Inter Parfums Inc (IPAR)

Debt-to-equity ratio

Dec 31, 2023 Sep 30, 2023 Jun 30, 2023 Mar 31, 2023 Dec 31, 2022 Sep 30, 2022 Jun 30, 2022 Mar 31, 2022 Dec 31, 2021 Sep 30, 2021 Jun 30, 2021 Mar 31, 2021 Dec 31, 2020 Sep 30, 2020 Jun 30, 2020 Mar 31, 2020 Dec 31, 2019 Sep 30, 2019 Jun 30, 2019 Mar 31, 2019
Long-term debt US$ in thousands 127,897 128,983 138,565 145,128 151,494 107,942 117,354 125,164 132,902 126,636 133,244 9,173 10,136 19,384 18,858 9,781 10,734 10,606 10,477 15,971
Total stockholders’ equity US$ in thousands 699,393 690,309 668,201 658,406 616,782 574,696 569,814 584,559 571,920 585,659 561,319 540,112 535,835 499,460 465,988 462,024 468,004 457,261 458,989 453,891
Debt-to-equity ratio 0.18 0.19 0.21 0.22 0.25 0.19 0.21 0.21 0.23 0.22 0.24 0.02 0.02 0.04 0.04 0.02 0.02 0.02 0.02 0.04

December 31, 2023 calculation

Debt-to-equity ratio = Long-term debt ÷ Total stockholders’ equity
= $127,897K ÷ $699,393K
= 0.18

The debt-to-equity ratio of Inter Parfums, Inc. has been relatively stable over the past eight quarters, ranging between 0.21 and 0.29. This indicates that the company has been financing its operations with a mix of debt and equity.

A low debt-to-equity ratio suggests that the company has a conservative capital structure and is less reliant on debt to fund its operations.
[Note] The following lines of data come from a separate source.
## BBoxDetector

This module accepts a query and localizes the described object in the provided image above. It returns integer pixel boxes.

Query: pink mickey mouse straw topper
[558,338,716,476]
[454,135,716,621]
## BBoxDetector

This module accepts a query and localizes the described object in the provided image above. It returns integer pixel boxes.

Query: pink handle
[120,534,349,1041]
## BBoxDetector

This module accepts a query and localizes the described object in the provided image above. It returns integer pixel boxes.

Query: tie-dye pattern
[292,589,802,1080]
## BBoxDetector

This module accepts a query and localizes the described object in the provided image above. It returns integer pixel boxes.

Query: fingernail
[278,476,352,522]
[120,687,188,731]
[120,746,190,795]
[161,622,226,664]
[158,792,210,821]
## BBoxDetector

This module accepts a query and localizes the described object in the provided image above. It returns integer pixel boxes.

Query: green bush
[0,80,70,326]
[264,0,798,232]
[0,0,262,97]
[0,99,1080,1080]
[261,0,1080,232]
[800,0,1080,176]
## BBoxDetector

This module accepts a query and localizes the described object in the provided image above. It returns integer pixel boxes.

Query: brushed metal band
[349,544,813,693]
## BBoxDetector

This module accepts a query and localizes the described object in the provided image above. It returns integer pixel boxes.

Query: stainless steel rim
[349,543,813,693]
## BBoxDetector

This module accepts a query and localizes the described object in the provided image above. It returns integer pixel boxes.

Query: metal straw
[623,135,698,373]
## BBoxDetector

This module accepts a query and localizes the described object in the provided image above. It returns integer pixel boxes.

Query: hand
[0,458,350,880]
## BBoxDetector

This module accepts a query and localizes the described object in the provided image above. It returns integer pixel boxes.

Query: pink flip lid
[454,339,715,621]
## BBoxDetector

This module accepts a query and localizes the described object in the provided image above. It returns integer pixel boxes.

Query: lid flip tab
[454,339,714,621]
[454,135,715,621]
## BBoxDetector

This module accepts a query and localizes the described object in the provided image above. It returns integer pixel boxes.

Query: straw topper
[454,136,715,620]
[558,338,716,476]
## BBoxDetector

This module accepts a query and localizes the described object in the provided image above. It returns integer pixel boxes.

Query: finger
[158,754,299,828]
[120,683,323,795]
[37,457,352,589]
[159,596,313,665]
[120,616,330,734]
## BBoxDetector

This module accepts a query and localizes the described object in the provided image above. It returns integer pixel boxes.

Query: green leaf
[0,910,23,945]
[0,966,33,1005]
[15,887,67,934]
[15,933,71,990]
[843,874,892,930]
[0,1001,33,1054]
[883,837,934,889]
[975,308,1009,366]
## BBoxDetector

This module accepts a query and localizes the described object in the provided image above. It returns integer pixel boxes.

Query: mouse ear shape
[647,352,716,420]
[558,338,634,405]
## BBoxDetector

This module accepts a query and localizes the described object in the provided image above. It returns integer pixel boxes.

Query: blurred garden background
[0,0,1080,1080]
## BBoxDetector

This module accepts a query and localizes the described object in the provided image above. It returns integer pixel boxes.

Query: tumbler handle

Inter Parfums, Inc. maintained a moderate debt level compared to equity, which could indicate a healthy balance between debt and equity financing.

The slight increase in the ratio from 0.21 in Q3 2022 to 0.29 in Q1 2023 may signal a potential increase in debt relative to equity during that period. It is important to monitor the trend in the debt-to-equity ratio over time to assess the company's leverage and financial risk.

Overall, based on the data provided, Inter Parfums, Inc. appears to have a reasonable level of debt in relation to equity, suggesting a balanced approach to capital structure management.